Inflacja, która przekroczyła już 17 procent i coraz wyższe rachunki za media powodują, że kolejni restauratorzy i cukiernicy decydują się na zawieszenie prowadzonej działalności lub zamknięcie lokali. Podobnych decyzji do końca roku może być więcej.
W czerwcu Jakub Przysucha, właściciel marki Czekoladowy z Lublina, poinformował, że po 10 latach działalności zamyka prowadzoną przez siebie sieć cukierni. Dobiła ją inflacja i związana z nią powszechna drożyzna. Wolał zamknąć lokale niż drastycznie podnosić ceny lub używać do produkcji gorszych składników.
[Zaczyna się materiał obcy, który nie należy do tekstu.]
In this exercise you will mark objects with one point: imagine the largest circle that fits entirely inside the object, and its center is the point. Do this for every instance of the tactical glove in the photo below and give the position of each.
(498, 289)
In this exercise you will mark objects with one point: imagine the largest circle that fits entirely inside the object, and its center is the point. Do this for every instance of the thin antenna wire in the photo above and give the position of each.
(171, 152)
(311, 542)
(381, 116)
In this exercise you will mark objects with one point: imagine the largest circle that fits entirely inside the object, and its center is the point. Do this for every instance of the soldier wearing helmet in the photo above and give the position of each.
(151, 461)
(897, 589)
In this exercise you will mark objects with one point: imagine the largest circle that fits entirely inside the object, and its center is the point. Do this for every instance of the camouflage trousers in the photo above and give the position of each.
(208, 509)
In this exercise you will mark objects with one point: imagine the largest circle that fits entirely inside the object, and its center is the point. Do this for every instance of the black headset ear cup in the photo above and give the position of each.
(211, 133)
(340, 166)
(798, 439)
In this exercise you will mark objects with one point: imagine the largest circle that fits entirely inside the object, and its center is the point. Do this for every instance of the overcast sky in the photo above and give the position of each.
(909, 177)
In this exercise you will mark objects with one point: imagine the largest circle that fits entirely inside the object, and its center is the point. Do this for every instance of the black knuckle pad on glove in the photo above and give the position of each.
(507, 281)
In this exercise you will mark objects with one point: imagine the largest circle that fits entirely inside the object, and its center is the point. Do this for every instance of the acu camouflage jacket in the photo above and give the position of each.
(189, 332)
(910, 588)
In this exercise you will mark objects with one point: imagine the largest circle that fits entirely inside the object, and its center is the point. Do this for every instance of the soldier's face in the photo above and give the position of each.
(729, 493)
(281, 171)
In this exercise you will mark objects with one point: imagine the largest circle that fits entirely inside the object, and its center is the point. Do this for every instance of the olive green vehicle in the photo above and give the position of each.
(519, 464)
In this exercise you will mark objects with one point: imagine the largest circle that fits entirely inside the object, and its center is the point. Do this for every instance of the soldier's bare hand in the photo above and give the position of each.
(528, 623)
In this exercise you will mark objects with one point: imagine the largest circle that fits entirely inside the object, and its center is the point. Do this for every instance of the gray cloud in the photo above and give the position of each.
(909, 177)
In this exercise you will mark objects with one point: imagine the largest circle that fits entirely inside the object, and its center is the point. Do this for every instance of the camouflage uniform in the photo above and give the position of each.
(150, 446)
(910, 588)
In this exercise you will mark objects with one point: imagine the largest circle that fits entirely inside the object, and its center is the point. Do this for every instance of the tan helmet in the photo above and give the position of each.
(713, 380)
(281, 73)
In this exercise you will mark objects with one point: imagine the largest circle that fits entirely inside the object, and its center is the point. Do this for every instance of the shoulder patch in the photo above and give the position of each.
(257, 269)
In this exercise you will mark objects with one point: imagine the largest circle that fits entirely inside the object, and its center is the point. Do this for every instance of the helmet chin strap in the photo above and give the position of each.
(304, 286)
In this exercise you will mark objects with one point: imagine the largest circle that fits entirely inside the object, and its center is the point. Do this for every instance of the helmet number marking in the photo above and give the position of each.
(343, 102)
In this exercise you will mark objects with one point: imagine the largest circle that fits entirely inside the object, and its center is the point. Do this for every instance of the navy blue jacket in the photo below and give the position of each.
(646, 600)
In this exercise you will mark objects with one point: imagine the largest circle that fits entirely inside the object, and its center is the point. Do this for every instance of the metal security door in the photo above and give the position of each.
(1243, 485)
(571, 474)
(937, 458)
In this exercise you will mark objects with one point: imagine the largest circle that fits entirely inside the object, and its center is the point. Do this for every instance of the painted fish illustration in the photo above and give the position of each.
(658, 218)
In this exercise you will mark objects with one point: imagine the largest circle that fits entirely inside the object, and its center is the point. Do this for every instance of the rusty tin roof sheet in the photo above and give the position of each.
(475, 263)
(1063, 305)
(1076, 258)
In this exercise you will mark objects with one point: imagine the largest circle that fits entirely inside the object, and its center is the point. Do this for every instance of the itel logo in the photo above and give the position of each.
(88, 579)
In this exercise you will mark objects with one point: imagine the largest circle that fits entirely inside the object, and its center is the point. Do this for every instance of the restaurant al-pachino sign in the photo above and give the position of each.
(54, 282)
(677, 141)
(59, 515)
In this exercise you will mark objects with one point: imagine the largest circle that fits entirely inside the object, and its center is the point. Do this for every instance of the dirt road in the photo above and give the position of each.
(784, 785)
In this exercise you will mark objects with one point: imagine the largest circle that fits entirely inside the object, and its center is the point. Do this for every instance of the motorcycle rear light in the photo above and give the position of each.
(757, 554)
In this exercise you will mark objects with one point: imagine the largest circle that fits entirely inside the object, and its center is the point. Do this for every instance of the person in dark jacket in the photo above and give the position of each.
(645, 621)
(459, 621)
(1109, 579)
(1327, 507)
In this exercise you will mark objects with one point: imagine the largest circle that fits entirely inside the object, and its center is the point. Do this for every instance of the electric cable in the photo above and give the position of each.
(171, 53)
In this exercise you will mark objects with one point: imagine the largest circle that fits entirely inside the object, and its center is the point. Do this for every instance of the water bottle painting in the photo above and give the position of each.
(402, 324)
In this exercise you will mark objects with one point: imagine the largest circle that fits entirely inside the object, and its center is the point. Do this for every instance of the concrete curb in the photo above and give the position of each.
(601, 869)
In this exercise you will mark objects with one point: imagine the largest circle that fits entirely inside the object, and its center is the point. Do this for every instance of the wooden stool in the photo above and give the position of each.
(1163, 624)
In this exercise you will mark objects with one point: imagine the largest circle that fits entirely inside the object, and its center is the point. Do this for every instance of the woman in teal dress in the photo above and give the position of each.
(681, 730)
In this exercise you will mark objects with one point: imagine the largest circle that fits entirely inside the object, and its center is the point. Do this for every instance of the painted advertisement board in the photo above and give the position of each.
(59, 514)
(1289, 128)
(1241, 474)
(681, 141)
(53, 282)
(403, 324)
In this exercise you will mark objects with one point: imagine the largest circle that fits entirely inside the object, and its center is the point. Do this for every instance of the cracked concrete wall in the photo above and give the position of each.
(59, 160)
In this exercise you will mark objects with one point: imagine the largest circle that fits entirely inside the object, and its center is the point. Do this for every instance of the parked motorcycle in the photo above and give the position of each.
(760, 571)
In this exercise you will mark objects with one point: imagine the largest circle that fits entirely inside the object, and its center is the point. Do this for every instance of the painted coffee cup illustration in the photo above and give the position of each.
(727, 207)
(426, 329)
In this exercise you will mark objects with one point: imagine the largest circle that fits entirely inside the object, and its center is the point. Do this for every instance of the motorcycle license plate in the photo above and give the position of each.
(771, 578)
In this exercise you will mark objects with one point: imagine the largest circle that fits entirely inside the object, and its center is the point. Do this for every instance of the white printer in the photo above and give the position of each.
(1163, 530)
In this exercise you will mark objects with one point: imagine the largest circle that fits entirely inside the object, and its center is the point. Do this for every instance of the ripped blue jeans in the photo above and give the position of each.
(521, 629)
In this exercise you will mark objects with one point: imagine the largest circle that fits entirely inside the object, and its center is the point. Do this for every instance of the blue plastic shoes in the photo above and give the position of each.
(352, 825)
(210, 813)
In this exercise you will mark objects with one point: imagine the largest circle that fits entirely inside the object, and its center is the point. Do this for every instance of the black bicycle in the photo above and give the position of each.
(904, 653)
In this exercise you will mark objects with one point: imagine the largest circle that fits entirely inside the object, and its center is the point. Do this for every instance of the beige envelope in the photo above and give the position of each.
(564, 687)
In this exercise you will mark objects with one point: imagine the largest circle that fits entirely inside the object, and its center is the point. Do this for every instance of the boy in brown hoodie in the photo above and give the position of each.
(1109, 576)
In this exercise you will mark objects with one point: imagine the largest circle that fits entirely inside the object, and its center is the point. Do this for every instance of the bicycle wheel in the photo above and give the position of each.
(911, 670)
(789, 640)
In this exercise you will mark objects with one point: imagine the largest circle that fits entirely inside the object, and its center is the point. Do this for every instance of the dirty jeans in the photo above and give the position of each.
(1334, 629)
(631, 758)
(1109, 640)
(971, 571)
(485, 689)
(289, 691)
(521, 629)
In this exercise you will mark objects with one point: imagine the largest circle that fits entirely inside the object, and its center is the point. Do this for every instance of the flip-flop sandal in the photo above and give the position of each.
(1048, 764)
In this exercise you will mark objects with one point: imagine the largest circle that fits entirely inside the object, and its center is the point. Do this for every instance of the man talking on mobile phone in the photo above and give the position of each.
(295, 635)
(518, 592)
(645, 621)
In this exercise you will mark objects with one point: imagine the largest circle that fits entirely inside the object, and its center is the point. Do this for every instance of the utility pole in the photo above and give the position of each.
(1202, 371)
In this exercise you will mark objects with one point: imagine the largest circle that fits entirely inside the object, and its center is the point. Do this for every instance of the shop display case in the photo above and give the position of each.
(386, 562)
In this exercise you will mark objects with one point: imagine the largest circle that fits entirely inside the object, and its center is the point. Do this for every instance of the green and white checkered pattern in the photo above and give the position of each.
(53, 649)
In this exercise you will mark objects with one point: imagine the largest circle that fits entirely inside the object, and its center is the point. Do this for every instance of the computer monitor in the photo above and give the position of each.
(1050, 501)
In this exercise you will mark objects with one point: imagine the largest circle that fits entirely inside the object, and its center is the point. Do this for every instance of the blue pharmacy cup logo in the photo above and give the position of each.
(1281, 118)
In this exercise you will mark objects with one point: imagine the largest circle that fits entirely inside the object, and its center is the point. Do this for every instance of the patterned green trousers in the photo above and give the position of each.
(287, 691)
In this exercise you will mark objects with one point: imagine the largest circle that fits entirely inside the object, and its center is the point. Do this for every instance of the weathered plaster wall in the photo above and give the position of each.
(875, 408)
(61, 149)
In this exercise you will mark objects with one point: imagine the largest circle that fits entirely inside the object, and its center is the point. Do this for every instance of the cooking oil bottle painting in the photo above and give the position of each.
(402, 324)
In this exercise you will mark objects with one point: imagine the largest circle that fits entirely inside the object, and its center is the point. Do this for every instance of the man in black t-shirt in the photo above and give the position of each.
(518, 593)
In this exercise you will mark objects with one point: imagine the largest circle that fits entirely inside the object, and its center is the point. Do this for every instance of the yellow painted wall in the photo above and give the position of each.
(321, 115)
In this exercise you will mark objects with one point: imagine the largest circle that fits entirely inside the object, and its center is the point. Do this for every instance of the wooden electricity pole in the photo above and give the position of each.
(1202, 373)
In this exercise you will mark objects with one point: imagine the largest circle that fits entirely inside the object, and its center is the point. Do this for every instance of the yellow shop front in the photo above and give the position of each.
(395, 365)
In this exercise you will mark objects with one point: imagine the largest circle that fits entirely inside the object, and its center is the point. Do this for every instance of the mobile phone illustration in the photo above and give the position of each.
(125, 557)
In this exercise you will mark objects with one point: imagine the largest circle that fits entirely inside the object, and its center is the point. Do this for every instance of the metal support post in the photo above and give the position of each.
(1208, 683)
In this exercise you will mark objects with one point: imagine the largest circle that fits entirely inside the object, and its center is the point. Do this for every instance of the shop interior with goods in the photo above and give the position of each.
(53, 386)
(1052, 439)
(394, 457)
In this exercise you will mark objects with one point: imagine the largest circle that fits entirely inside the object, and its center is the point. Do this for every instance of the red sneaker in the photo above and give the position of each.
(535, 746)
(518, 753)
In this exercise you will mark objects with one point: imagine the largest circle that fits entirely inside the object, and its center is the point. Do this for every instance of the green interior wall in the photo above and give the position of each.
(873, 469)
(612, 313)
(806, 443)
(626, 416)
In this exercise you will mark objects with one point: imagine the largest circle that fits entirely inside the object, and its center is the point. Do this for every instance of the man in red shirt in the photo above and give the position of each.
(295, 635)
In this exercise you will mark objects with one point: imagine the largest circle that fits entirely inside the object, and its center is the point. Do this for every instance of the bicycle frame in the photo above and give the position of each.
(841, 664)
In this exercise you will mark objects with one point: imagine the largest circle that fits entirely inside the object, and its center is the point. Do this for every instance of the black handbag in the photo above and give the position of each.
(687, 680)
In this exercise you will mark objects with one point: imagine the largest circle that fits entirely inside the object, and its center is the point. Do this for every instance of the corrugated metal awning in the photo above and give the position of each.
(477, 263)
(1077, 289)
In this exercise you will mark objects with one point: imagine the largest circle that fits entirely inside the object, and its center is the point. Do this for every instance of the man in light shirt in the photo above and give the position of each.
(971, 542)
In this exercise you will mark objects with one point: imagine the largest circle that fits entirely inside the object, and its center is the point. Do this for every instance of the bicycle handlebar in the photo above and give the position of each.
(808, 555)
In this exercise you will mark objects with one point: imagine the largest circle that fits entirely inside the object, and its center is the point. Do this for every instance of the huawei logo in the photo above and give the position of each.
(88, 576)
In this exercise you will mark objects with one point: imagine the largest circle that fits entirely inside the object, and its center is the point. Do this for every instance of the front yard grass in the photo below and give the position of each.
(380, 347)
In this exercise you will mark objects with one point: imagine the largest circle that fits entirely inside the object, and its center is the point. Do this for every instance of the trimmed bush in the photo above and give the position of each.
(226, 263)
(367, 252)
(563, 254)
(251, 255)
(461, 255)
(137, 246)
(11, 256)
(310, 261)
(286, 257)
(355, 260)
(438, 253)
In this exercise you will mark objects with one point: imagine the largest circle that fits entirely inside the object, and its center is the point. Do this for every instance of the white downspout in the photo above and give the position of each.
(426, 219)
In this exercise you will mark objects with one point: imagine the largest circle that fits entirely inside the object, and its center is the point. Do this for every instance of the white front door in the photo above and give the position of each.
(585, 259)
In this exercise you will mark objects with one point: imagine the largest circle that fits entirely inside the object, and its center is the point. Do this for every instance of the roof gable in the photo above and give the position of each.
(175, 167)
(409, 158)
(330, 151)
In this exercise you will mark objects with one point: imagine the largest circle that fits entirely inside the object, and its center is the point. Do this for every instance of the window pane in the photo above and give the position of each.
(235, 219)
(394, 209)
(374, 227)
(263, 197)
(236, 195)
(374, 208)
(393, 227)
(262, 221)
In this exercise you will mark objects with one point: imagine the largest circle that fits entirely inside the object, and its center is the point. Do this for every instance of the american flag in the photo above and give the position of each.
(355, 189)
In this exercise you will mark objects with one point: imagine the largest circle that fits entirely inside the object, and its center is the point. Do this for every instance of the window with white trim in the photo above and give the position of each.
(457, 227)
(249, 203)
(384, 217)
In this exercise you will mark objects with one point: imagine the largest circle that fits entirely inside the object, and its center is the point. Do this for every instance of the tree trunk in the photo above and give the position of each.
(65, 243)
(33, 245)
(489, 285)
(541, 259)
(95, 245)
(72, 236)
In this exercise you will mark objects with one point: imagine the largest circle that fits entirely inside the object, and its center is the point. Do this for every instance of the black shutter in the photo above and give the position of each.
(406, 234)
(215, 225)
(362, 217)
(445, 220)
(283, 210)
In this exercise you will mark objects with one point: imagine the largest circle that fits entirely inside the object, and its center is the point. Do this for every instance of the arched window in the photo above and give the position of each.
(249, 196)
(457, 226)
– Trzeba się pożegnać z klasą i pozostać w dobrej pamięci – mówił nam wtedy. – Nie mam zamiaru się użalać. Zawsze dbałem o jakość. Tak jest do tej pory i nie chcę z tego rezygnować. Nie chcę sprzedawać ciastek za 40 zł. Zresztą kto będzie w stanie tyle zapłacić?! Obawiam się zresztą, że niedługo większości ludzi nie będzie stać na chodzenie po restauracjach i cukierniach.
Pożegnanie po siedmiu latach
Informacja poruszyła stałych klientów. – Dostałem setki wiadomości, słów wsparcia i propozycji pomocy. Nie ukrywam, że ta życzliwość zamieszała mi w głowie – przyznał Przysucha, gdy rozmawialiśmy z nimi w miniony czwartek, na dzień przed godziną „0”. – Do ostatniej chwili biłem się z myślami i do ostatniej chwili walczyłem o Liliową (to adres jednej z cukierni na Sławinku, przy której prowadzona jest też produkcja – red.). Długo zastanawiałem się, jak to wszystko poskładać. Co zrobić, żeby uratować projekt mojego życia: ochronić miejsca pracy, spłacić zobowiązania, nie zawieźć zaufania stałych gości.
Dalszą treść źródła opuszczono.